The Hall of my Heart
When a hard reality can't be replaced, might we place alongside it (however small) the goodness that also lives there?
What’s hanging on the hall of your heart?
Yesterday, I went to Trader Joe’s by myself. I didn’t have my scooter, my walker, or even my cane - all previously necessary accessories. I walked into and through that grocery store like any able-bodied person.
This simple act is significant because for almost 20 years now, I’ve lived with Erythromelalgia, a condition that has caused severe pain in my feet, making it sometimes excruciating to stand.
But yesterday, I didn’t rush. I didn’t panic. I didn’t even think about my feet until I was loading the car and realized the significance of what had just happened!
I paused to rejoice and do a little parking lot jig.
This seemingly ordinary moment was momentous for me. A moment I wanted to mark. To frame. To hang on the hall of my heart for remembrance, recollection, and rejoicing.
This is a new practice I want to engage in whenever I get glimpses of goodness or grace. I want to hang them on the halls of my heart.
I picture a long corridor filled with memories and moments. Some dark, dusty, and outdated ones could be taken down. Truth be told, I find myself wanting to remove all the ones that allude to less than perfect moments. But just as I am about to do a clean sweep, I am reminded of the both/and of my life.
The failures, griefs, and troubles hanging here are real. Part and parcel of my life.
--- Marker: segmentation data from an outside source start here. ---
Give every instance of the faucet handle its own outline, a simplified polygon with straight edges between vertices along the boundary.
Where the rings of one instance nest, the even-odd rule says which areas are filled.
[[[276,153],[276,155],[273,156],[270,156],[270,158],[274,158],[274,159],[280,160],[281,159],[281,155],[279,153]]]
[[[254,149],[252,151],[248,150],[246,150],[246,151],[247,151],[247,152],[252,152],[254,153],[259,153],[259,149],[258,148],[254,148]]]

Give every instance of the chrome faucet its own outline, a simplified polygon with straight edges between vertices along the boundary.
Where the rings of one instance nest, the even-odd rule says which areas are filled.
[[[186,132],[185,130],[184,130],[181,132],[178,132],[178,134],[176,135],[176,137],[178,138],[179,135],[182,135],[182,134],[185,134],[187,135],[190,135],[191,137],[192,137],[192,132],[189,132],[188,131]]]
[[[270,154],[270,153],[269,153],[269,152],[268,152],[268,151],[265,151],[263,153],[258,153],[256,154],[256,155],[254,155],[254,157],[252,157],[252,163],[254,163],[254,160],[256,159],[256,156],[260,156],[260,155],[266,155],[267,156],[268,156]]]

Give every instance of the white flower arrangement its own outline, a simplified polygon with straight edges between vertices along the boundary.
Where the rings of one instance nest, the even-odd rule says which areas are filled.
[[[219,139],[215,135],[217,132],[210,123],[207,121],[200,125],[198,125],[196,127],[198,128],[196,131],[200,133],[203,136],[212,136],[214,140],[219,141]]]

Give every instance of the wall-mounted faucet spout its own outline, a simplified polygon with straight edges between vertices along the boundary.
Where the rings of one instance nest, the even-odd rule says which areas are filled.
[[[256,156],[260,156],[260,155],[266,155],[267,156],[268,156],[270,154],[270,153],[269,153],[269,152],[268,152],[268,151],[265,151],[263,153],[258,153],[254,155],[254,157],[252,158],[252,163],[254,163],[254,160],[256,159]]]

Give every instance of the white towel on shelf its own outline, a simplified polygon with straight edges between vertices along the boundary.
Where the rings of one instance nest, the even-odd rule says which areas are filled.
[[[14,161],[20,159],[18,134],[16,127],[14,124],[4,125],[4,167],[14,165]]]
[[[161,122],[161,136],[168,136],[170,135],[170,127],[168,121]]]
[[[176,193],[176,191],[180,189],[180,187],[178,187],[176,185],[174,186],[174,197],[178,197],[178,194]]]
They need not be eliminated, but might they be accompanied by these new bits of beauty and glimpses of grace? A both/and display.
I realize I might not always be able to displace or replace a hard reality. However, I can place alongside it (however small) the goodness that also lives here.
The apostle Paul hung power made perfect next to his affliction (2 Corinthians 12).
What might I choose?
I began to pray: Help me God, to frame the fabulous alongside the frustrating, the graces alongside the grief. To nestle the beauty next to the broken bits, the sweet alongside the stress, and the moments of redemption right there with my regrets.
When we walk the corridor of time, through the halls of our hearts, may we know the hurt and the hard are not all that’s there.
As Jacob once said in the midst of a long journey, “Surely God is in this place and I did not know it” (Genesis 28:16).
Hall of my Heart: Our Little Life Words of the week.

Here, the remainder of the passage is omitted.